Patient, hospital, and pneumonia management variables
Study participants were characterized on the basis of age, gender, race/ethnicity (as recorded by the staff of participating hospitals using hospital-defined options), insurance status, and comorbid conditions including asthma, influenza, and disorders of fluids and electrolytes. Asthma was defined as (i) an ICD-9-CM code for asthma (493.0–493.9), or (ii) provision of long term asthma control medications (long-acting beta agonists, inhaled corticosteroids, leukotriene antagonists or mast cell stabilizers) on the first day of hospitalization, presumed to represent continuation of home therapies. Influenza was defined as an ICD-9-CM code of 487 or 488 (influenza due to identified avian influenza virus). Characteristics of the admitting hospitals included geographic region, bed size, urban/rural location, children’s hospital versus general community hospital, and teaching status. Children’s hospitals included both freestanding children’s hospitals and children’s hospitals within larger adult centers, defined as institutions that had at least ten pediatric subspecialties recorded in the database. Respiratory season was defined as October to March.
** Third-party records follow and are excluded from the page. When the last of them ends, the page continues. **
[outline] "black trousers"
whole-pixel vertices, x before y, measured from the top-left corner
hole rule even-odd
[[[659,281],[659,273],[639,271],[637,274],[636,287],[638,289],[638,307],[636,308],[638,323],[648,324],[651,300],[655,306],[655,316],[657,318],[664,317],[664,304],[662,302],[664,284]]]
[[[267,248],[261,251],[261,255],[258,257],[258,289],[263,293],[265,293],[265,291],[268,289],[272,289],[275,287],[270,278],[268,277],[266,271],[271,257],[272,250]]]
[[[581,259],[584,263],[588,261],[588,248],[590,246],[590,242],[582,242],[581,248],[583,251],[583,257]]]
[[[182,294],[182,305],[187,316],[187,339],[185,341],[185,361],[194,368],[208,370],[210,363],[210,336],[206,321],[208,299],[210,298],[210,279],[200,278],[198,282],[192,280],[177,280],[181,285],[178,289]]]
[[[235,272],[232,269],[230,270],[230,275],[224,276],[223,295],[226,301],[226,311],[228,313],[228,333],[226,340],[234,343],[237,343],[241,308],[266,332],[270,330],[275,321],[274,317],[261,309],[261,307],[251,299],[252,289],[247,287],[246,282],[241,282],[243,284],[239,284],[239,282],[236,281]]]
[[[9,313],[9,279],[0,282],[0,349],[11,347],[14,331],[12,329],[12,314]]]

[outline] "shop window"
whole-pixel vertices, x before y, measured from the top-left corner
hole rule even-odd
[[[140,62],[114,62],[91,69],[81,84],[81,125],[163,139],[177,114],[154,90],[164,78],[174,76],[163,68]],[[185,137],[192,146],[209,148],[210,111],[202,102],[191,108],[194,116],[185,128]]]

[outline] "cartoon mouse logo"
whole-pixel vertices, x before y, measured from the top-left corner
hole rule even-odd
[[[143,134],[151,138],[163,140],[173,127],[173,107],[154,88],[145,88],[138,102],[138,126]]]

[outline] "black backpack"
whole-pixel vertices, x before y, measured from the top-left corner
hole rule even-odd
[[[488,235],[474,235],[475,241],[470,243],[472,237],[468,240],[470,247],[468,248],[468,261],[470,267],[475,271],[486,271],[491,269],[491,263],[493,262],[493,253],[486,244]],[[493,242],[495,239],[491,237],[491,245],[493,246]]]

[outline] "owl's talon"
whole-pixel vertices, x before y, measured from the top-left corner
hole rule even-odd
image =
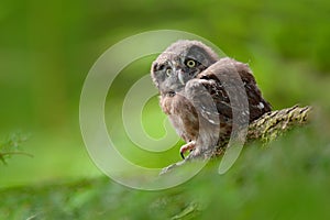
[[[182,155],[183,160],[185,160],[185,154],[184,154],[184,152],[180,152],[180,155]]]
[[[185,153],[187,151],[193,151],[195,148],[196,142],[195,141],[190,141],[187,144],[183,145],[180,147],[180,155],[183,157],[183,160],[185,160]]]

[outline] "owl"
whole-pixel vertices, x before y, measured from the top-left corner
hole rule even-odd
[[[235,87],[235,76],[243,85],[241,90]],[[186,160],[210,157],[226,143],[234,127],[233,99],[240,103],[240,98],[246,97],[248,108],[239,112],[249,122],[271,111],[246,64],[219,58],[198,41],[180,40],[169,45],[153,62],[151,77],[160,91],[162,110],[186,142],[180,147],[184,160],[186,152],[190,152]]]

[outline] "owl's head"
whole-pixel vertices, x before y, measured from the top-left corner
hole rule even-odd
[[[177,92],[217,61],[218,55],[201,42],[180,40],[156,58],[151,75],[161,92]]]

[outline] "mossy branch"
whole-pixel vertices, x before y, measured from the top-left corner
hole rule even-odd
[[[267,112],[249,125],[248,141],[270,142],[286,131],[306,124],[312,108],[294,106],[292,108]]]

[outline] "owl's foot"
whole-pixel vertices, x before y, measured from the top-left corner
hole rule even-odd
[[[187,151],[193,151],[195,148],[195,145],[196,145],[196,141],[190,141],[180,147],[180,155],[183,160],[185,160],[185,153]]]

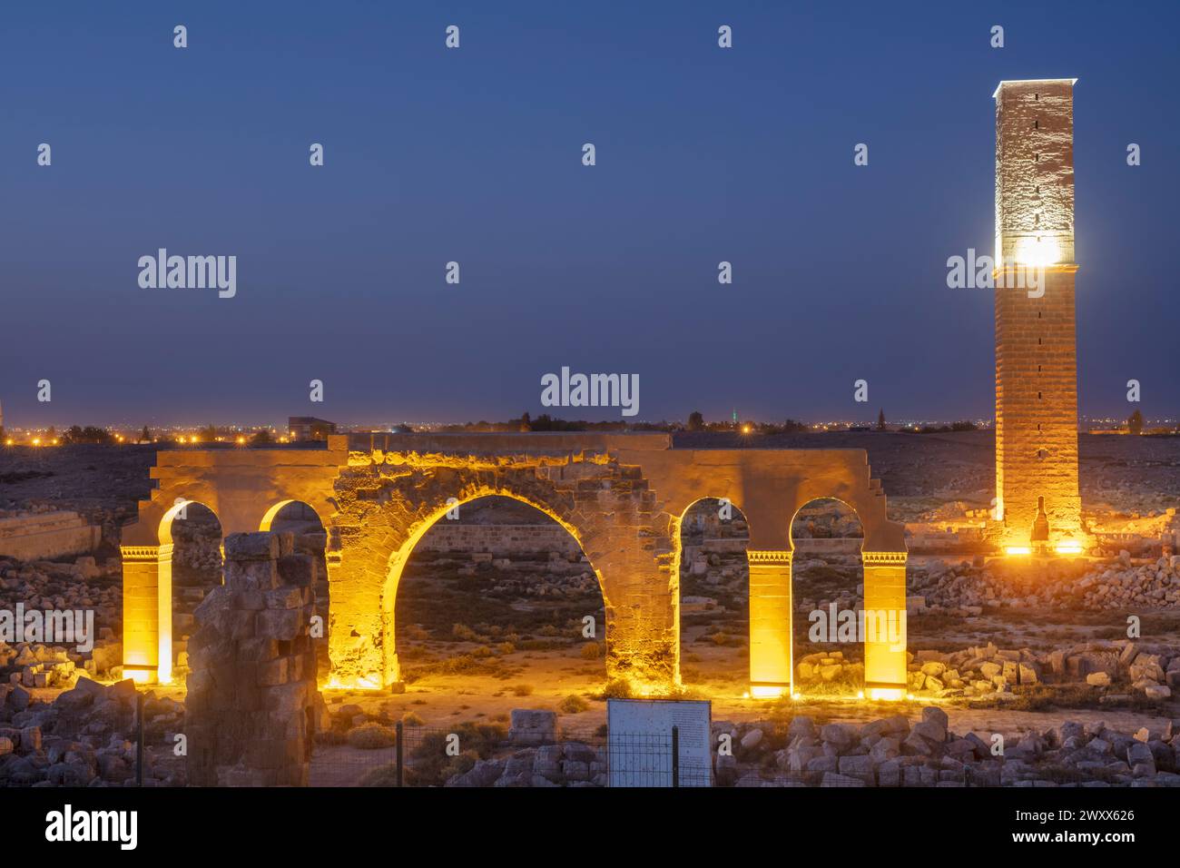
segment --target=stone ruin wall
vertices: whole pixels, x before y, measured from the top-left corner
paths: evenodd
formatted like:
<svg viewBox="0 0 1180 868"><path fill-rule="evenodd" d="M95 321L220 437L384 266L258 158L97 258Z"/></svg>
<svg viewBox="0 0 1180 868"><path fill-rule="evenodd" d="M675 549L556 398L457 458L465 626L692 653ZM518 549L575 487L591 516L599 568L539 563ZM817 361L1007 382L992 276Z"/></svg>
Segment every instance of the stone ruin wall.
<svg viewBox="0 0 1180 868"><path fill-rule="evenodd" d="M315 737L314 560L290 534L231 534L196 611L185 726L198 787L306 787Z"/></svg>
<svg viewBox="0 0 1180 868"><path fill-rule="evenodd" d="M394 600L411 553L460 503L489 495L542 510L575 536L603 589L609 678L668 685L678 668L671 518L636 466L605 451L457 456L354 451L335 485L329 546L333 671L396 681ZM448 531L444 531L448 533ZM454 531L459 533L459 531Z"/></svg>

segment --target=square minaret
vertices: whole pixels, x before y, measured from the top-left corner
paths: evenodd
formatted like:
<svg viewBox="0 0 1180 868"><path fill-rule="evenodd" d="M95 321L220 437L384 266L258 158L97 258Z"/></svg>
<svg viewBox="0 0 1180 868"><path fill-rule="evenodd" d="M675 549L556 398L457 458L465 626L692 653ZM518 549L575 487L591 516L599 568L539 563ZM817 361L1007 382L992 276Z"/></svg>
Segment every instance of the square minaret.
<svg viewBox="0 0 1180 868"><path fill-rule="evenodd" d="M1011 553L1074 552L1083 540L1074 306L1076 80L1001 81L994 94L996 516Z"/></svg>

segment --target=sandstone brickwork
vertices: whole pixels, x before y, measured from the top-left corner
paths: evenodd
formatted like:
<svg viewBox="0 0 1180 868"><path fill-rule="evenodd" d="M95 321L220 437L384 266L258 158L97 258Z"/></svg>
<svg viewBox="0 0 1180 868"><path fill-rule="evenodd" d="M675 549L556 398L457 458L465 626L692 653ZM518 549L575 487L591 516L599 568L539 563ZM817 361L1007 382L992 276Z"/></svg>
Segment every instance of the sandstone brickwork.
<svg viewBox="0 0 1180 868"><path fill-rule="evenodd" d="M315 510L328 535L329 685L399 680L394 612L406 562L454 505L492 495L540 510L581 547L603 594L608 677L638 692L680 681L680 528L702 498L728 498L746 516L752 550L788 554L799 510L841 501L864 527L863 552L892 555L889 568L865 570L866 596L880 583L874 599L904 605L904 528L889 520L864 450L671 449L662 433L349 435L314 450L162 451L152 476L159 488L123 534L124 663L139 680L170 678L170 527L189 502L209 507L230 540L269 529L293 501ZM760 631L750 670L781 692L791 625L775 613L789 612L789 566L774 572L750 587ZM871 653L883 661L880 684L905 683L904 654Z"/></svg>
<svg viewBox="0 0 1180 868"><path fill-rule="evenodd" d="M225 583L197 607L189 783L306 787L315 737L314 560L290 534L231 534Z"/></svg>
<svg viewBox="0 0 1180 868"><path fill-rule="evenodd" d="M1082 536L1073 138L1071 80L996 90L996 498L1014 548ZM1012 286L1025 266L1044 268L1042 287ZM1043 541L1034 540L1041 504Z"/></svg>

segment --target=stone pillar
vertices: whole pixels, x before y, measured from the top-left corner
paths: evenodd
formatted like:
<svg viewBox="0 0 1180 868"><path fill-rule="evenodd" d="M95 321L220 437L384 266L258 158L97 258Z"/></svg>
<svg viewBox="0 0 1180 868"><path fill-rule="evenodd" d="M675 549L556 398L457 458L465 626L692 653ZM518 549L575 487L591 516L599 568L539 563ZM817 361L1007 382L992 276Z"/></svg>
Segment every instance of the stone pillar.
<svg viewBox="0 0 1180 868"><path fill-rule="evenodd" d="M861 552L865 570L865 694L906 691L905 552Z"/></svg>
<svg viewBox="0 0 1180 868"><path fill-rule="evenodd" d="M793 552L747 552L749 561L749 692L756 698L791 693Z"/></svg>
<svg viewBox="0 0 1180 868"><path fill-rule="evenodd" d="M997 517L1011 554L1073 552L1084 542L1077 475L1074 79L1002 81L994 96ZM1042 498L1048 539L1032 539Z"/></svg>
<svg viewBox="0 0 1180 868"><path fill-rule="evenodd" d="M306 787L315 736L310 555L291 534L231 534L225 583L196 611L185 699L189 783Z"/></svg>
<svg viewBox="0 0 1180 868"><path fill-rule="evenodd" d="M120 546L123 673L139 683L172 680L172 544Z"/></svg>

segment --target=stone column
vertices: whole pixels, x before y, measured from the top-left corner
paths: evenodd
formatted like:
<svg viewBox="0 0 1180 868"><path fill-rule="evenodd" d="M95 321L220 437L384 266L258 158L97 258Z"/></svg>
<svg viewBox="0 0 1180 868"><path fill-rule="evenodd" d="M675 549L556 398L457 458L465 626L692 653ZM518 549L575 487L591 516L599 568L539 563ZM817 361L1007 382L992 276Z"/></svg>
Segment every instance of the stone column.
<svg viewBox="0 0 1180 868"><path fill-rule="evenodd" d="M865 694L906 691L905 552L861 552L865 570Z"/></svg>
<svg viewBox="0 0 1180 868"><path fill-rule="evenodd" d="M172 544L120 546L123 673L139 683L172 680Z"/></svg>
<svg viewBox="0 0 1180 868"><path fill-rule="evenodd" d="M231 534L225 583L196 611L189 783L306 787L321 701L309 637L315 564L291 534Z"/></svg>
<svg viewBox="0 0 1180 868"><path fill-rule="evenodd" d="M749 692L755 698L791 693L793 554L746 552L749 561Z"/></svg>

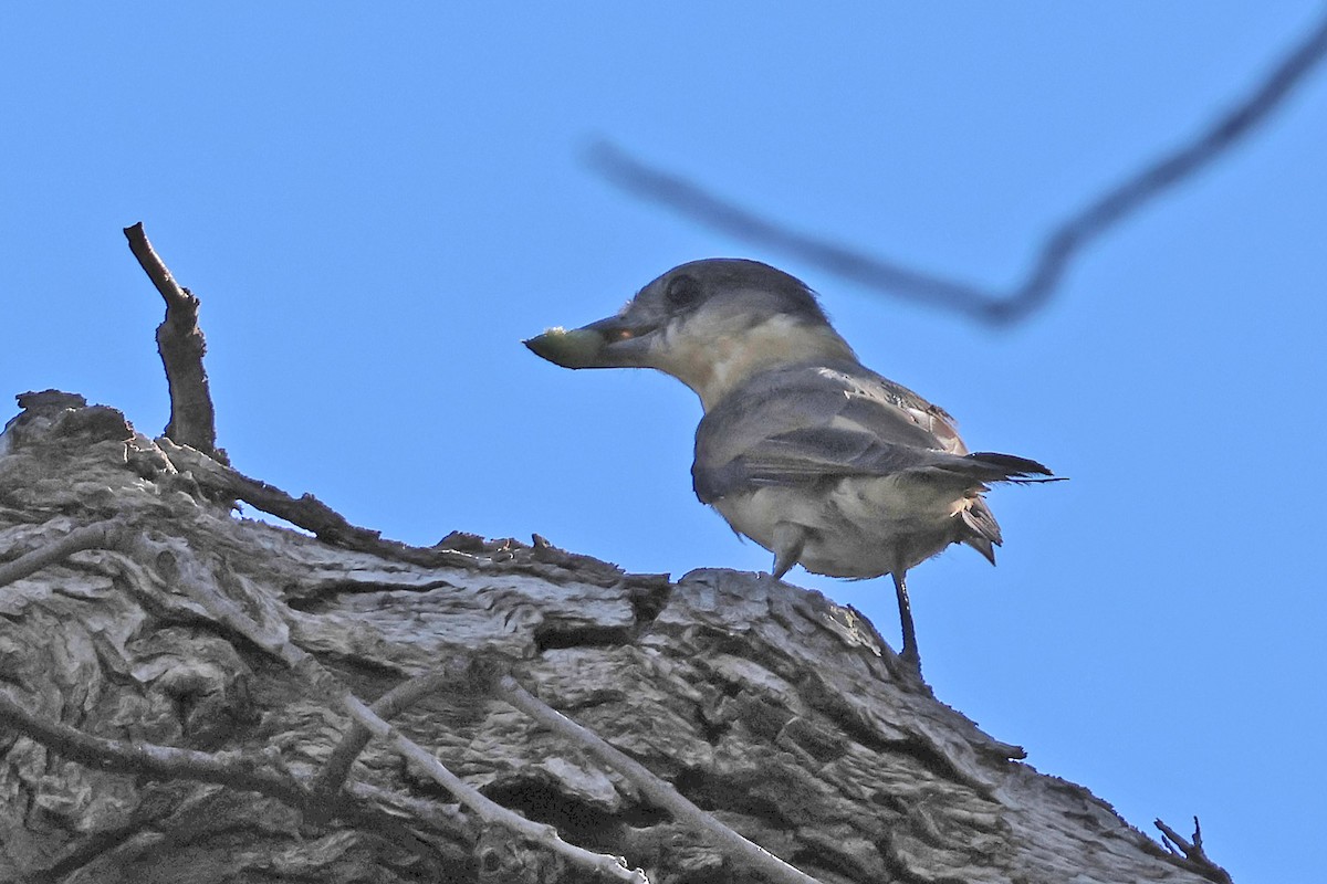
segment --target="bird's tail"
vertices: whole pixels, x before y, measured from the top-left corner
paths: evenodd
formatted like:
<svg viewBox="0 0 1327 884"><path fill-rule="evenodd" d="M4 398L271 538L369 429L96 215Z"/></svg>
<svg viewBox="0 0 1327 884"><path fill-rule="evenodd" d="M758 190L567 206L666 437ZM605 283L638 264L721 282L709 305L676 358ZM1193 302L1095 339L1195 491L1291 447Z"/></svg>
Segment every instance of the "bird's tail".
<svg viewBox="0 0 1327 884"><path fill-rule="evenodd" d="M1060 482L1063 476L1055 476L1043 464L1027 457L1014 455L1001 455L993 451L977 451L965 455L963 460L971 461L982 481L987 482L1014 482L1016 485L1031 485L1034 482ZM1043 478L1044 477L1044 478Z"/></svg>

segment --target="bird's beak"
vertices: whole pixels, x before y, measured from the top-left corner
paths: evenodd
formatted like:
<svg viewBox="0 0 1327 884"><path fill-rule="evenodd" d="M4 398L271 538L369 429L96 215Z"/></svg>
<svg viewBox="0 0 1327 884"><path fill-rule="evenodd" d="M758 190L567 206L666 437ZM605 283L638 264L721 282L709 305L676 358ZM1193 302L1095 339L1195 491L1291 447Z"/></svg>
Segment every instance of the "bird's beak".
<svg viewBox="0 0 1327 884"><path fill-rule="evenodd" d="M648 364L653 331L616 315L580 329L549 329L524 345L564 368L636 368Z"/></svg>

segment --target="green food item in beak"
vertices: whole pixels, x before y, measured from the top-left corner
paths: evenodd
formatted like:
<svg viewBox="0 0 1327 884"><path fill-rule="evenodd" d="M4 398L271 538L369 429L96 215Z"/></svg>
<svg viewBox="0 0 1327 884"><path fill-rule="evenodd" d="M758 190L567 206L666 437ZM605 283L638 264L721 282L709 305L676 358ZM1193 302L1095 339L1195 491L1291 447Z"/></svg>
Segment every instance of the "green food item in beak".
<svg viewBox="0 0 1327 884"><path fill-rule="evenodd" d="M536 357L548 359L564 368L591 368L600 364L604 350L604 335L592 329L563 327L549 329L544 334L524 342Z"/></svg>

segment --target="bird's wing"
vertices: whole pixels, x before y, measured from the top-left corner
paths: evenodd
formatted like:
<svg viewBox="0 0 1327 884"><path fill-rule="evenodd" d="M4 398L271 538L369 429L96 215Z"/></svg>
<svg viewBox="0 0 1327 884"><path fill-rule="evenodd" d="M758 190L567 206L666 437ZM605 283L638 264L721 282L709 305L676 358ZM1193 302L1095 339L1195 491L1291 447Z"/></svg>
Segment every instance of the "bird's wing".
<svg viewBox="0 0 1327 884"><path fill-rule="evenodd" d="M701 421L691 468L713 502L762 485L889 476L967 459L943 411L860 366L768 372Z"/></svg>

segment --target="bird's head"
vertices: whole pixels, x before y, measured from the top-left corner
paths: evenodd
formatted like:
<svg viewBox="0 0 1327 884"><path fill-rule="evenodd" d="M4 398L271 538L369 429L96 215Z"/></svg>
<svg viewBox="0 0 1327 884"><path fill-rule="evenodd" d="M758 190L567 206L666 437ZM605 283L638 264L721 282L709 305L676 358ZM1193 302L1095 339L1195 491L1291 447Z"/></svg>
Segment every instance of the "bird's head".
<svg viewBox="0 0 1327 884"><path fill-rule="evenodd" d="M694 390L706 411L760 371L856 359L804 282L740 258L675 266L614 315L551 329L525 346L567 368L658 368Z"/></svg>

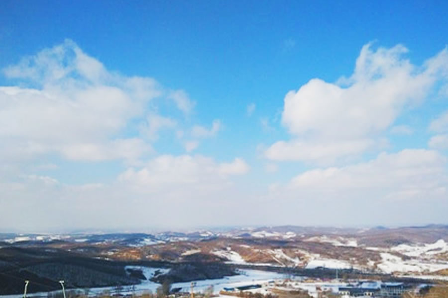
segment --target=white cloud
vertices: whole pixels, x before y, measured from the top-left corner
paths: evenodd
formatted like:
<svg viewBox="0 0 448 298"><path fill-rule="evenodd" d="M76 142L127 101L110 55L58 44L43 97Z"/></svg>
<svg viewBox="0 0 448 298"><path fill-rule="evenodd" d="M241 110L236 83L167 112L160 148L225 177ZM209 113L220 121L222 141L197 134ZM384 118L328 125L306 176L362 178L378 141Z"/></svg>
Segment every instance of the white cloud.
<svg viewBox="0 0 448 298"><path fill-rule="evenodd" d="M163 155L140 169L128 169L119 175L118 180L144 192L169 191L187 186L196 191L217 189L229 182L228 176L244 174L248 169L240 158L218 163L213 158L200 155Z"/></svg>
<svg viewBox="0 0 448 298"><path fill-rule="evenodd" d="M187 93L183 90L172 91L168 98L174 100L177 108L185 114L190 114L196 105L196 103L192 101Z"/></svg>
<svg viewBox="0 0 448 298"><path fill-rule="evenodd" d="M123 158L136 162L153 151L149 144L139 139L118 139L104 143L71 144L55 149L68 159L100 161Z"/></svg>
<svg viewBox="0 0 448 298"><path fill-rule="evenodd" d="M341 167L307 171L293 178L290 187L338 191L368 188L396 192L436 189L447 182L447 159L436 151L405 149L380 153L367 162Z"/></svg>
<svg viewBox="0 0 448 298"><path fill-rule="evenodd" d="M429 128L430 130L437 133L448 132L448 111L431 121Z"/></svg>
<svg viewBox="0 0 448 298"><path fill-rule="evenodd" d="M358 154L370 147L374 142L369 139L333 141L276 142L265 151L265 156L273 160L304 160L318 163L331 163L337 157Z"/></svg>
<svg viewBox="0 0 448 298"><path fill-rule="evenodd" d="M247 114L248 116L250 117L252 116L254 111L255 111L256 106L253 103L247 105L247 106L246 107L246 114Z"/></svg>
<svg viewBox="0 0 448 298"><path fill-rule="evenodd" d="M410 136L414 133L414 130L408 125L397 125L390 129L390 132L395 135Z"/></svg>
<svg viewBox="0 0 448 298"><path fill-rule="evenodd" d="M438 135L431 137L428 142L430 148L444 150L448 149L448 135Z"/></svg>
<svg viewBox="0 0 448 298"><path fill-rule="evenodd" d="M159 138L159 132L161 130L173 129L176 127L177 122L169 118L159 115L150 114L146 118L146 123L140 128L140 133L151 140Z"/></svg>
<svg viewBox="0 0 448 298"><path fill-rule="evenodd" d="M185 143L185 150L187 152L191 152L198 148L199 143L196 141L190 141Z"/></svg>
<svg viewBox="0 0 448 298"><path fill-rule="evenodd" d="M419 104L436 82L446 83L448 50L421 67L403 58L407 52L401 45L374 51L367 44L349 78L336 84L315 78L288 92L282 123L292 140L274 144L267 157L279 160L281 150L289 152L283 160L313 160L316 155L334 159L368 149L365 145L377 142L405 107ZM358 145L356 149L347 149L352 143Z"/></svg>
<svg viewBox="0 0 448 298"><path fill-rule="evenodd" d="M278 171L278 166L275 163L269 162L264 165L264 170L267 173L275 173Z"/></svg>
<svg viewBox="0 0 448 298"><path fill-rule="evenodd" d="M235 158L231 162L220 164L218 172L224 175L241 175L249 171L249 166L243 159Z"/></svg>
<svg viewBox="0 0 448 298"><path fill-rule="evenodd" d="M126 139L121 133L163 93L153 79L110 72L70 40L3 72L33 87L0 87L0 142L6 144L0 158L57 152L74 160L135 160L151 151L139 137ZM148 130L153 136L174 125L151 117Z"/></svg>
<svg viewBox="0 0 448 298"><path fill-rule="evenodd" d="M210 138L216 136L221 128L221 122L219 120L213 120L210 129L207 129L200 125L195 125L192 129L191 134L194 138Z"/></svg>

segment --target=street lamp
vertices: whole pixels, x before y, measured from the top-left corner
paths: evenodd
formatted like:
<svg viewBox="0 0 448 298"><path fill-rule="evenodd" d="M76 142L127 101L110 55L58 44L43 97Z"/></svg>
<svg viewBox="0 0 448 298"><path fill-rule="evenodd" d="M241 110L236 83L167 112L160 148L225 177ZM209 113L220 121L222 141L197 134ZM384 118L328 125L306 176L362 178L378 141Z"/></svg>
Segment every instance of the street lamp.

We examined detailed billing and ICD-9-CM procedure codes to identify the use of diagnostic tests and adjunctive therapies for patients with pneumonia, outlined in Table 1. Initial investigations and adjunctive therapies were defined as those provided on the first day of hospitalization.
Table 1.
Patient and hospital characteristics and initial management among children with pneumonia treated with ceftriaxone alone relative to those treated with ceftriaxone in combination with a macrolide.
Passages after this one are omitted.